Wirewound resistors are commonly made by winding a metal wire, usually nichrome, around a ceramic, plastic, or fiberglass core. The ends of the wire are soldered or welded to two caps or rings, attached to the ends of the core. The assembly is protected with a layer of paint, molded plastic, or an enamel coating baked at high temperature. These resistors are designed to withstand unusually high temperatures of up to 450 °C. Wire leads in low power wirewound resistors are usually between 0.6 and 0.8 mm in diameter and tinned for ease of soldering. For higher power wirewound resistors, either a ceramic outer case or an aluminum outer case on top of an insulating layer is used. If the outer case is ceramic, such resistors are sometimes described as "cement" resistors, though they do not actually contain any traditional cement.
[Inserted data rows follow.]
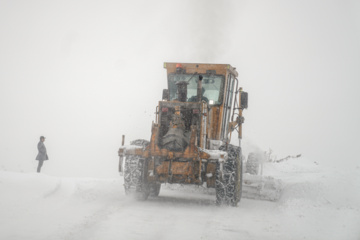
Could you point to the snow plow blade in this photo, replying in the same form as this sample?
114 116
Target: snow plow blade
261 187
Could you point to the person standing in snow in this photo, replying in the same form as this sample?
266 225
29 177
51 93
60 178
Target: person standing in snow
42 155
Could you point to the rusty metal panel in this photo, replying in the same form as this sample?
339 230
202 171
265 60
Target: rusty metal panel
211 168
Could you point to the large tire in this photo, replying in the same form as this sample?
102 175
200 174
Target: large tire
134 177
155 189
229 185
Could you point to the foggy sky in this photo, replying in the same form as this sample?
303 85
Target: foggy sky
82 73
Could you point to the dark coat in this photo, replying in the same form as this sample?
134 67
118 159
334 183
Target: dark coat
42 155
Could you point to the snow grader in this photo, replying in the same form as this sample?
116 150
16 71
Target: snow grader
190 138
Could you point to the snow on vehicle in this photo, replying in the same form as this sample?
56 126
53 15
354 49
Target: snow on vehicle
190 138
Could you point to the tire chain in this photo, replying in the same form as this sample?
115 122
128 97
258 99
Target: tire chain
226 186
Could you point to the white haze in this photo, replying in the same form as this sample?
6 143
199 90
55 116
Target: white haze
82 73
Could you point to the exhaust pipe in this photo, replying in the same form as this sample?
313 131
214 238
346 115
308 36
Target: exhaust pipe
199 90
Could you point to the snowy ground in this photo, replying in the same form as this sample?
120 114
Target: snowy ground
316 203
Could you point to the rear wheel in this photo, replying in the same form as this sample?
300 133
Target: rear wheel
229 184
253 163
134 178
155 189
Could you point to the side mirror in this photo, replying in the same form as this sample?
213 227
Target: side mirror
166 95
243 100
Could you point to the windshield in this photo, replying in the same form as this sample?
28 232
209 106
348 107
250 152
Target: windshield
212 87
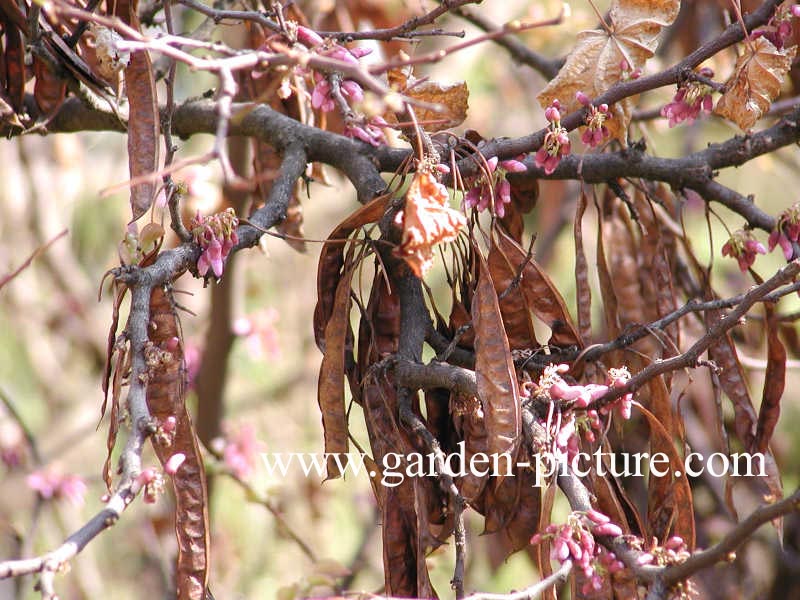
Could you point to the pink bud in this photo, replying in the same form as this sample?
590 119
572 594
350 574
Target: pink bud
169 425
174 462
597 517
674 543
645 559
514 166
308 37
608 529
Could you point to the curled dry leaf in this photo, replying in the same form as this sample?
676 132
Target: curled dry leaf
451 98
755 83
494 369
49 89
331 260
774 384
595 64
534 294
330 390
426 221
143 120
166 398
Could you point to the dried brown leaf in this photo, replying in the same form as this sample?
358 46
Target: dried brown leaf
536 292
427 220
594 65
14 64
166 397
452 99
774 384
496 377
143 119
49 90
582 285
756 81
331 260
330 389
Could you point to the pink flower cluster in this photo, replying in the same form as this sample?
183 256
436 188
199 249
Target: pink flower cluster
575 540
743 247
495 192
216 236
779 28
553 385
321 95
51 484
673 551
556 141
153 483
690 100
787 231
596 131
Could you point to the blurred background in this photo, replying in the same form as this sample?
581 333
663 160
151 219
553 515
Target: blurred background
53 333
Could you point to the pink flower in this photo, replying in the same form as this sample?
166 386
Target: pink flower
596 131
787 231
308 37
743 247
174 462
51 484
241 451
690 100
556 141
216 235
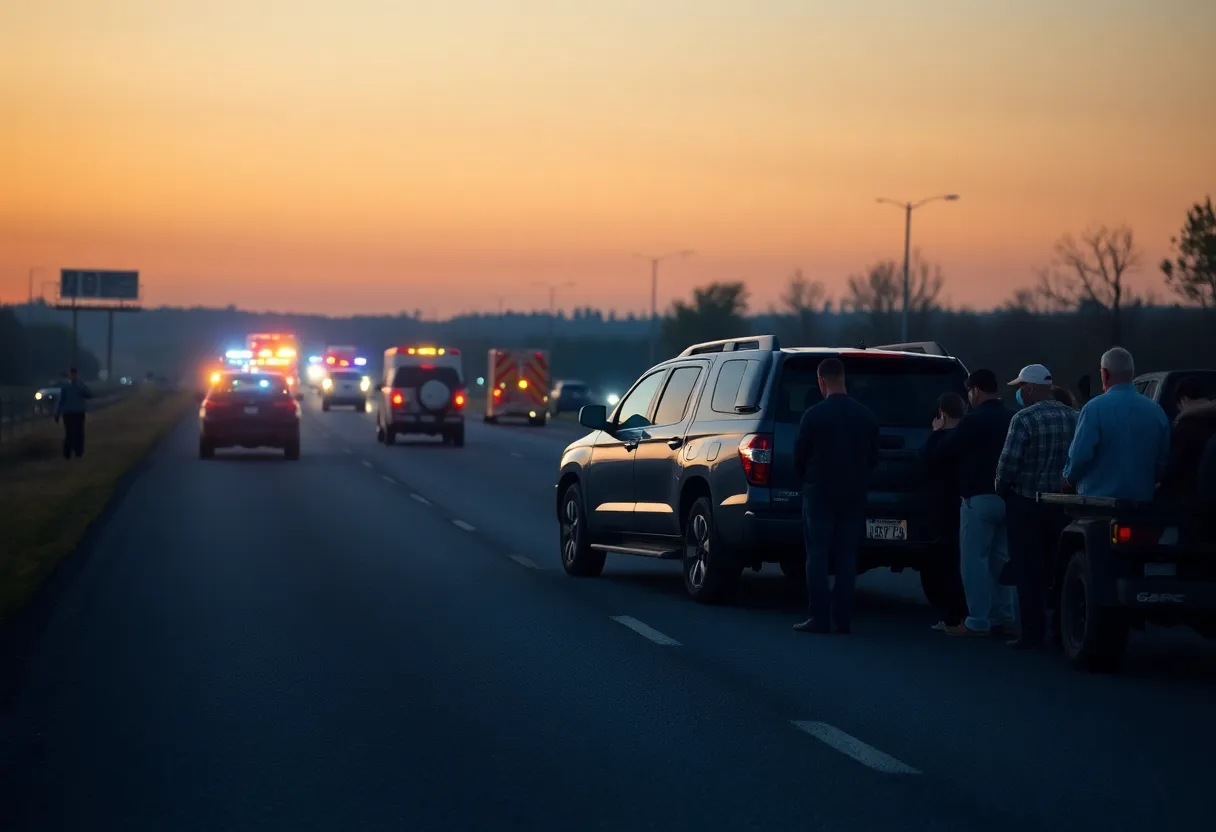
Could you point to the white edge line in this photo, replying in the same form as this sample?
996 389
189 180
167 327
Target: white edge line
646 630
851 746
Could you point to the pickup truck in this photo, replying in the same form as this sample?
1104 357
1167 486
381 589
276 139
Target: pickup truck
1122 565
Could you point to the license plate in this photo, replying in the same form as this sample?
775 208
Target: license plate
887 529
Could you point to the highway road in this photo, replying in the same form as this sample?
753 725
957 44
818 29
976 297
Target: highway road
382 639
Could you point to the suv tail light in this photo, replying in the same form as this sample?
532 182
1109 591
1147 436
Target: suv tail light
1136 535
755 454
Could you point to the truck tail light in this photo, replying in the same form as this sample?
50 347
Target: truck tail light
755 454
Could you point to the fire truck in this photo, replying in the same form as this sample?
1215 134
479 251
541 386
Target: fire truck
276 352
517 386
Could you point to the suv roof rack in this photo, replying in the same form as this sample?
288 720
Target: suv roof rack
766 343
922 347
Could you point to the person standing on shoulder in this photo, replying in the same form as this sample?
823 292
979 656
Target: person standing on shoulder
1031 461
1122 438
71 408
940 577
1193 429
973 449
836 449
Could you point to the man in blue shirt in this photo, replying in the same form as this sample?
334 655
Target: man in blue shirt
1122 438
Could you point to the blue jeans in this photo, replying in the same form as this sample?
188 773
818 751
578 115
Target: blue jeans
984 546
832 535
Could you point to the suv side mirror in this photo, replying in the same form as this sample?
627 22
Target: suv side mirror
594 417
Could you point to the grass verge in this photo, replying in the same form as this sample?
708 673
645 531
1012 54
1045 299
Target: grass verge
46 502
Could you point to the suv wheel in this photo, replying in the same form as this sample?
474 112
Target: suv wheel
710 571
578 557
1093 637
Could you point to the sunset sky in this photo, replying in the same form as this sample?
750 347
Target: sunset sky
364 156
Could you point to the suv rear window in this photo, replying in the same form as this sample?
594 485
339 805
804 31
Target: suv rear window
418 376
901 392
252 384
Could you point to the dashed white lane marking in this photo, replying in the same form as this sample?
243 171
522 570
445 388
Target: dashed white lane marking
646 630
851 746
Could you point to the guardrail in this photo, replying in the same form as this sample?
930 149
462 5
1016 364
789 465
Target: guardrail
18 415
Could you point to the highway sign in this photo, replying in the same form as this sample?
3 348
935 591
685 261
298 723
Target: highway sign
99 285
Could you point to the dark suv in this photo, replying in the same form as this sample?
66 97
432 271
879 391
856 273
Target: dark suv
697 461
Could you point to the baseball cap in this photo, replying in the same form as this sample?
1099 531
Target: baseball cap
983 381
1032 374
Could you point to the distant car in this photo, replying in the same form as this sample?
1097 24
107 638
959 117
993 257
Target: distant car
249 410
345 388
568 397
696 462
423 393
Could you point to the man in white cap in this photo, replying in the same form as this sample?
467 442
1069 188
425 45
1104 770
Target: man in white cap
1031 461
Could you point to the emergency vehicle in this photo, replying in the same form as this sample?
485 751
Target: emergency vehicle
276 352
517 384
423 393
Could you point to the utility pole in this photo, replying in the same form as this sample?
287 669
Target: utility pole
908 207
654 294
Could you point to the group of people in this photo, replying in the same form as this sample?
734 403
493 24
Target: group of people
986 465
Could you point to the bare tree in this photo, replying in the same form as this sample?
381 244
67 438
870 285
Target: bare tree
1091 273
801 301
1192 274
879 293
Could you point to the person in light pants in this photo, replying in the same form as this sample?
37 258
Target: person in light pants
984 544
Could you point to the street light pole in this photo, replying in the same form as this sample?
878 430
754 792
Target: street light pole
654 293
552 310
908 207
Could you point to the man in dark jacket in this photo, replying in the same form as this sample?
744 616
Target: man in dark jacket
836 449
973 450
940 574
1193 428
71 408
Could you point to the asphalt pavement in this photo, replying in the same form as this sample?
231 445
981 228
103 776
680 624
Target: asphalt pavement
382 637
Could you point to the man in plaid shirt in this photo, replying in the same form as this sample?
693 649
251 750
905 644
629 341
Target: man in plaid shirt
1031 461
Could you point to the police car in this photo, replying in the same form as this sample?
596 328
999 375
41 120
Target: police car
422 394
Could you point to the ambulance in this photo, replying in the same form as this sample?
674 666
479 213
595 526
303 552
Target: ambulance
517 386
422 394
275 352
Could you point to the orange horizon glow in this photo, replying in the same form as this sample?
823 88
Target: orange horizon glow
375 157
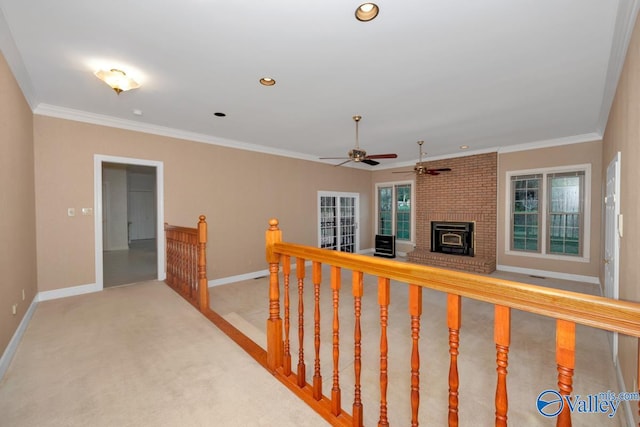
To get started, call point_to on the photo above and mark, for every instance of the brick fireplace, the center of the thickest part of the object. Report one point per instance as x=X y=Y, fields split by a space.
x=463 y=199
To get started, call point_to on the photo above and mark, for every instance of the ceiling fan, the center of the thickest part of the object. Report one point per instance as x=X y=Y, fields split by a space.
x=421 y=169
x=358 y=155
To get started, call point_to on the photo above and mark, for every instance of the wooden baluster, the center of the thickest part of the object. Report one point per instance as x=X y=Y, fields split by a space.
x=336 y=404
x=565 y=358
x=454 y=322
x=415 y=311
x=286 y=271
x=358 y=291
x=274 y=324
x=317 y=377
x=502 y=337
x=300 y=272
x=383 y=300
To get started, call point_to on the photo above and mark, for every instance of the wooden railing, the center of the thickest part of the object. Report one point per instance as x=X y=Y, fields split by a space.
x=565 y=308
x=187 y=262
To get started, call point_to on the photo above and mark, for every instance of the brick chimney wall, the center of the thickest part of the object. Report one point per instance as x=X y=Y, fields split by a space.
x=468 y=193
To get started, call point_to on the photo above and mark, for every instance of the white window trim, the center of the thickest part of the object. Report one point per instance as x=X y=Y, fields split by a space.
x=393 y=224
x=586 y=235
x=339 y=194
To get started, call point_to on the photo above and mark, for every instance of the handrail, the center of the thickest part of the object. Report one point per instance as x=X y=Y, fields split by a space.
x=566 y=307
x=598 y=312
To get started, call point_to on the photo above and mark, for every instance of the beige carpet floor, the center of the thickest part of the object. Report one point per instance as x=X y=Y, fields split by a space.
x=532 y=367
x=138 y=355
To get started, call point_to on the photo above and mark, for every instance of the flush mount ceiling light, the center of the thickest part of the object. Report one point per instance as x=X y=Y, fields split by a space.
x=267 y=81
x=367 y=12
x=117 y=80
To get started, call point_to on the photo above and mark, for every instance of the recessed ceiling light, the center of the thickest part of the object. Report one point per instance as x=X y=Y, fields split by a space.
x=117 y=80
x=367 y=12
x=267 y=81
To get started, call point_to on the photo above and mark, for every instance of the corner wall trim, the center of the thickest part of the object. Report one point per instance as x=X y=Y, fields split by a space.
x=68 y=292
x=10 y=351
x=628 y=413
x=551 y=274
The aluminum-cased types are designed to be attached to a heat sink to dissipate the heat; the rated power is dependent on being used with a suitable heat sink, e.g., a 50 W power rated resistor overheats at a fraction of the power dissipation if not used with a heat sink. Large wirewound resistors may be rated for 1,000 watts or more.

Because wirewound resistors are coils they have more undesirable inductance than other types of resistor. However, winding the wire in sections with alternately reversed direction can minimize inductance. Other techniques employ bifilar winding, or a flat thin former (to reduce cross-section area of the coil). For the most demanding circuits, resistors with Ayrton–Perry winding are used.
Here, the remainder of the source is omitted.